The biggest factor is the fading specter of steroids. With Bud Selig, the baseball commissioner who presided over the steroid era, entering the Hall of Fame this year, as well as Barry Bonds and Roger Clemens seeing their Hall of Fame vote totals greatly increase (both near 70% in publicly-made ballots), the pessimism of the juiced era seems to be softening as time moves further along. And, more importantly, as younger, “cleaner” players such as the Cubs’ Kris Bryant and Indians’ Francisco Lindor have begun to come into their own, the on-field product has become fresher and more exciting, with less emphasis on traditional stats and big boppers and more emphasis towards sabermetric-friendly players and athleticism.
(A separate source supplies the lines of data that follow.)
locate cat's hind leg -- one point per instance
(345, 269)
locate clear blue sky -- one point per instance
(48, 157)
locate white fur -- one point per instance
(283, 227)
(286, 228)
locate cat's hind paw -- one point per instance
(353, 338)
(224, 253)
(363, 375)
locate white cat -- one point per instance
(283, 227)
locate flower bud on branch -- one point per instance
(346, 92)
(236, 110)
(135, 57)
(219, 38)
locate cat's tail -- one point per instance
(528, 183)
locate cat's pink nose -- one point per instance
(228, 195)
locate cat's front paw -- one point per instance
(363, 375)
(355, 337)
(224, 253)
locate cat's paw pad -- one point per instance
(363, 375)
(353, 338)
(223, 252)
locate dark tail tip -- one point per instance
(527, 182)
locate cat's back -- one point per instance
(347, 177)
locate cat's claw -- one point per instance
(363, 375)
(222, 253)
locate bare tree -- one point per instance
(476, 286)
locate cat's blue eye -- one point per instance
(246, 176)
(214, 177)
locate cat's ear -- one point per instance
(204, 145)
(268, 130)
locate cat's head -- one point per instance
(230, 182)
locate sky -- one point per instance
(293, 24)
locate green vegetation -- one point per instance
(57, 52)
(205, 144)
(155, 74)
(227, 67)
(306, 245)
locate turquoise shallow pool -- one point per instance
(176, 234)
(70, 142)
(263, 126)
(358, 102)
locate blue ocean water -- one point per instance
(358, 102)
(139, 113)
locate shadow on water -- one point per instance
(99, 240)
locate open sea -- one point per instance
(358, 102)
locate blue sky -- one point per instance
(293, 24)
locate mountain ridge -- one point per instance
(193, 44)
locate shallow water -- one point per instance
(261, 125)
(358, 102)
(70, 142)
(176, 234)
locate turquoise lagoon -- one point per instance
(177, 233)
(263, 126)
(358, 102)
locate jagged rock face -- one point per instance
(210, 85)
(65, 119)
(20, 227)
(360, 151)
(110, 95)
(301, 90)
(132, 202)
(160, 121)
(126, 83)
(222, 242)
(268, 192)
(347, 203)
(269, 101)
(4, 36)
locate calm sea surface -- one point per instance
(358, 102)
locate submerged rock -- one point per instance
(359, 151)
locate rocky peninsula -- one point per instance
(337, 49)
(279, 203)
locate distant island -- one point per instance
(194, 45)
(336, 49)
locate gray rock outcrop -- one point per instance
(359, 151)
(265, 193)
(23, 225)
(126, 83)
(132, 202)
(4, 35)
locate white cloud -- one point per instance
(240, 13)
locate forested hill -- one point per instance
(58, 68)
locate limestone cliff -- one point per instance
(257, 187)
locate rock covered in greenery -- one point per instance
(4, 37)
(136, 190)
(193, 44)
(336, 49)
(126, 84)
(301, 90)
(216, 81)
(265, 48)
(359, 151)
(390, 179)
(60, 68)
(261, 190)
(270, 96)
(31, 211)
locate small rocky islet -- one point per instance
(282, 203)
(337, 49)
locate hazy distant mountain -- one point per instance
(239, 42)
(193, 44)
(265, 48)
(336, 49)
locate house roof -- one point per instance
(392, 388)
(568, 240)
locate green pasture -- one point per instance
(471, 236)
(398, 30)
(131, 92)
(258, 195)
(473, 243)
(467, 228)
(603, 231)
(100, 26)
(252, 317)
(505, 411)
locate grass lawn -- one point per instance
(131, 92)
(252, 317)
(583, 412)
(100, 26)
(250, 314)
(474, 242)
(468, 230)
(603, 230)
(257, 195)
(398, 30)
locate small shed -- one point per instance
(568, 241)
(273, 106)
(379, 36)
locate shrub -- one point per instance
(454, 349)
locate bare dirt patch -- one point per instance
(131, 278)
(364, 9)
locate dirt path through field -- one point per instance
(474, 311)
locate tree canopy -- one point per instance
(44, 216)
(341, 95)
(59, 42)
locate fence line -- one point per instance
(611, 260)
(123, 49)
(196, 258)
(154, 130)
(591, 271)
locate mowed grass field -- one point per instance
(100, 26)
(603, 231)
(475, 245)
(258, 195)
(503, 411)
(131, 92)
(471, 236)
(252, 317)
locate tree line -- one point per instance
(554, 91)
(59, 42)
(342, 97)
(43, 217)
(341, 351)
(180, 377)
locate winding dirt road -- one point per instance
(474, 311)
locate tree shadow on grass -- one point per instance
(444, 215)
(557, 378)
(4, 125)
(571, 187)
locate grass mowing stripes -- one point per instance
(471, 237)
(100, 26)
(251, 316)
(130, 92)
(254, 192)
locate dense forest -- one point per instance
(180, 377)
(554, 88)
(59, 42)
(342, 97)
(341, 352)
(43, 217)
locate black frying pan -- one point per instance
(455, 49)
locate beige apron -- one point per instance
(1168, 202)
The combination of exciting, “cleaner,” and athletic younger players and All-Star veterans such as Yoenis Cespedes and Zack Greinke (who have recently commanded larger, more player-friendly contracts) is producing a great, fan-friendly product. And in the end, it is the product on the field that is the biggest driver of success. The new Collective Bargaining Agreement is evidence that the owners recognize the rising power of players and their reluctance to rock the boat of the recent success of MLB. Although an international draft and and other team-friendly issues were bandied about during negotiations, the CBA remained much the same, with a few player-friendly benefits, like reworking the qualifying offer system for free agents, thrown in for good measure. This new found leverage among the players is in stark contrast to just a few years ago, when players such as Bonds and Clemens, as well as Alex Rodriguez, were demonized by teams and corporate owner-friendly media.
In professional sports, like in any business, it looks like success is built from the bottom up, with good, healthy players being the key. With the steroid era long and gone, it seems MLB has done a good job in recognizing this. It’s quite obvious, as fans continue to stop watching, that the NFL has not.